市議会臨時会を振り返って、人事が異例の早期決着

市議会臨時会を振り返って、人事が異例の早期決着

 12日閉会した苫小牧市議会の臨時会は、慣例で議員任期の折り返しで交代となる議会人事が焦点だった。今回は主要人事が異例の早さで決着し、その後の人選もスムーズに進んだ。

 議長ポストは「当選3回以上」を充てる慣例を踏まえ、会派間の協議を経て本会議で投票か指名推薦のいずれかで決まる。前回(2019年5月)こそ開会初日に決定したものの、それまでは水面下の調整が数日にわたって続くのが常で、過去には難航して最大会派以外や市長に対して野党の立場を取る会派が就いたこともあった。

 今回は前回同様、最大会派の新緑が主導権を握った。早い段階から、毎回上位当選で3期目の板谷良久氏に候補を絞り、会派間の代表者会議ですぐに名前を出して流れを決定付けた。

 その後の副議長、監査委員など他の人事もすんなり決まり、当初4日間としていた会期を2日短縮し、閉会した。感染が再拡大する新型コロナウイルスへの危機感から「こんな時期に議会人事を長引かせるべきではない」と吐露する市議は多く、自然と早期決着に傾いたとみられる。

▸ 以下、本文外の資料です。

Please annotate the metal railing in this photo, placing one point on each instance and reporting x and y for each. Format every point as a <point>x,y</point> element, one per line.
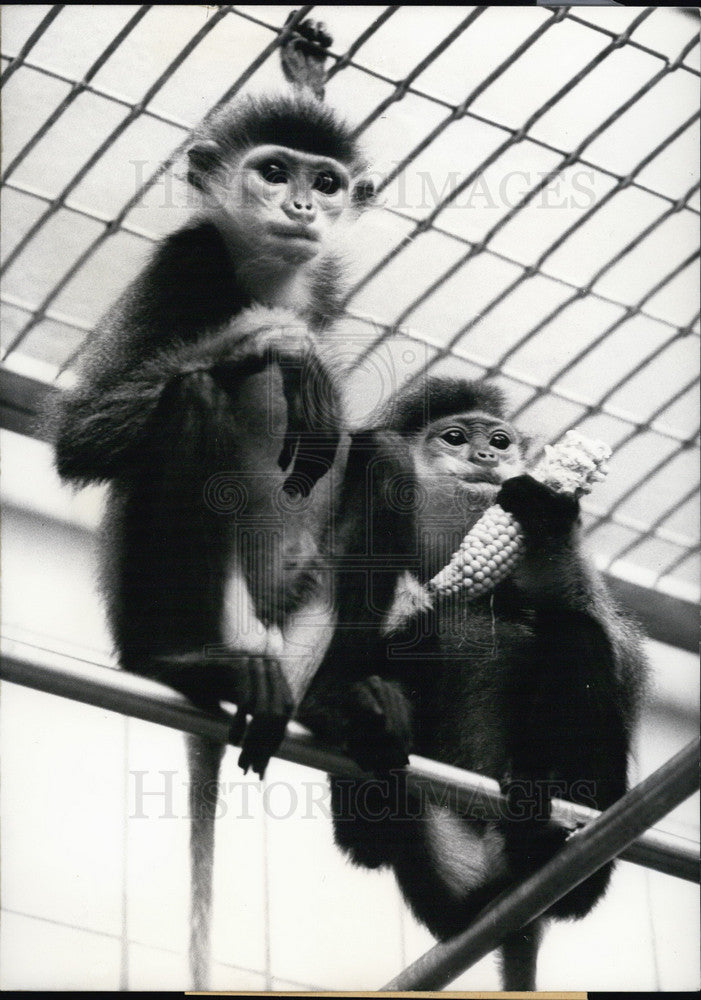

 また、正副議長を前回のように市長を支持する与党系会派で固めず、野党系会派と分け合った。ある市議も「難局を議会一丸で乗り越える姿勢を示す上でよかったのでは」と指摘する。

 コロナ禍で市民生活や地域経済の深刻さが増す中、市政をチェックし、市民に寄り添う議会の責務が一層問われている。今回の結束を議会運営にも生かし、議会の価値を市民に示すために役立ててほしい。